Accusé, à la libération de 45, par la résistance et la presse communiste de dénigrer le peuple Français, Clouzot fût radié du métier de réalisateur pour son film Le Corbeau, qui sera interdit dans la foulée. Heureusement, l'interdiction ne dura que deux ans. Mais il témoigne bien de l'état d'esprit qui régnait à l'époque, où se mêlaient suspicions, paranoïa et dénonciations. Car tiré d'un fait divers réel qui se déroula à Tulle de 1917 à 1922, Le Corbeau raconte les lettres anonymes reçus par le petit village de province de Saint-Robin qui vont, petit à petit, faire régner la zizanie parmi tous les habitants.
Clouzot met en scène une bonne dizaine de personnages dans ce policier qui se la joue Agatha Christie. Tout le monde a quelque chose à cacher : infidélités, magouilles, mensonges, Le Corbeau met tout à plat et sème la tempête. Et c'est une des faiblesses du film, à trop vite connaître l'enjeu dramatique principal on en attend de nouveaux. Or le rythme est monotone, peine à nous accrocher, et c'est tellement linéaire que rien ne vient relancer l'intrigue. Les bons dialogues ne sauvent pas tout, car même très bien écrit Le Corbeau se répète, dans ses intrigues notamment, où l'impression de revoir les mêmes scènes se fait sentir, dans le comportement de ses personnages aussi, chacun reproduisant des schémas émotionnels identiques.

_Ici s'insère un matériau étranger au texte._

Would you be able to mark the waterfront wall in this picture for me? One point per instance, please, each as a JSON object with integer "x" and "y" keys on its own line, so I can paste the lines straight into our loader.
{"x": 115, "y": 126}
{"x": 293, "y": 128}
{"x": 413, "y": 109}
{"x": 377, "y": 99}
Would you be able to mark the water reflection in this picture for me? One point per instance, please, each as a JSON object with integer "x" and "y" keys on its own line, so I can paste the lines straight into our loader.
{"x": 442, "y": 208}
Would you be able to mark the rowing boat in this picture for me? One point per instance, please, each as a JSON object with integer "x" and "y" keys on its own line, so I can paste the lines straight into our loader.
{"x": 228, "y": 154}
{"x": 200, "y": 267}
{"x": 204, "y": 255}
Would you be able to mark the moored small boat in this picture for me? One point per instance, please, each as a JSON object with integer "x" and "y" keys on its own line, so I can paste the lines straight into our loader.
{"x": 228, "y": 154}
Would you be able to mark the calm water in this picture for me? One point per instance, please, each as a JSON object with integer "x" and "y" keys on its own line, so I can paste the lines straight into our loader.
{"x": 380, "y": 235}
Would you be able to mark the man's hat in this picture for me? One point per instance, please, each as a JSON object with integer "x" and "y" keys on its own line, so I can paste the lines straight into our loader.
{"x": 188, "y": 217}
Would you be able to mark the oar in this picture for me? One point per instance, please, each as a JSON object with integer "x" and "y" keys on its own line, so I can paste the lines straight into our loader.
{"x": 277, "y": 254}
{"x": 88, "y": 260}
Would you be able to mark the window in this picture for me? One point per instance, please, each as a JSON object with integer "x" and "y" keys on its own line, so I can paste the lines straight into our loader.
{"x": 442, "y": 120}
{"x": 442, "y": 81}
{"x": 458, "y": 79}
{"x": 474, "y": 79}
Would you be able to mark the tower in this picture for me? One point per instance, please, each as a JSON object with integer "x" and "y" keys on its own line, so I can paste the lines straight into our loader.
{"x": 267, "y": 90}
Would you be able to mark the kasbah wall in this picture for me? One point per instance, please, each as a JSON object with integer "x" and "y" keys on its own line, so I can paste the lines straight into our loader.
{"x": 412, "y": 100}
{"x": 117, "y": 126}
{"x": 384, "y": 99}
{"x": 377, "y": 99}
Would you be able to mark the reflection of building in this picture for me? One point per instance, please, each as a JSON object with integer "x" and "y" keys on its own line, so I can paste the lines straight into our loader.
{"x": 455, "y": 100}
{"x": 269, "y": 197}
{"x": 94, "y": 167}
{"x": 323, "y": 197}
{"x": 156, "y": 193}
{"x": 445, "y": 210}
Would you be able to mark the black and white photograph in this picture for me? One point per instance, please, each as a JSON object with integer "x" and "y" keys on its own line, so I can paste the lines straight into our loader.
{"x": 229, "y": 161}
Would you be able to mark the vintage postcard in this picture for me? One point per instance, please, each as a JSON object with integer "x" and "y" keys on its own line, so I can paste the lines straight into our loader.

La révélation finale, relativement surprenante, manque de maîtrise et s'oublie aussitôt. En définitive c'est un peu trop répétitif pour nous intriguer et pas assez surprenant pour nous accrocher. Tous les scandales et les histoires qui ont tourné autour du film semblent avoir perdu de leur vigueur aujourd'hui, le caractère blasphématoire de certains comportements n'attirent plus l'attention, en ce sens l’œuvre de Clouzot peut donner l'impression d'avoir vieilli. A chacun de juger.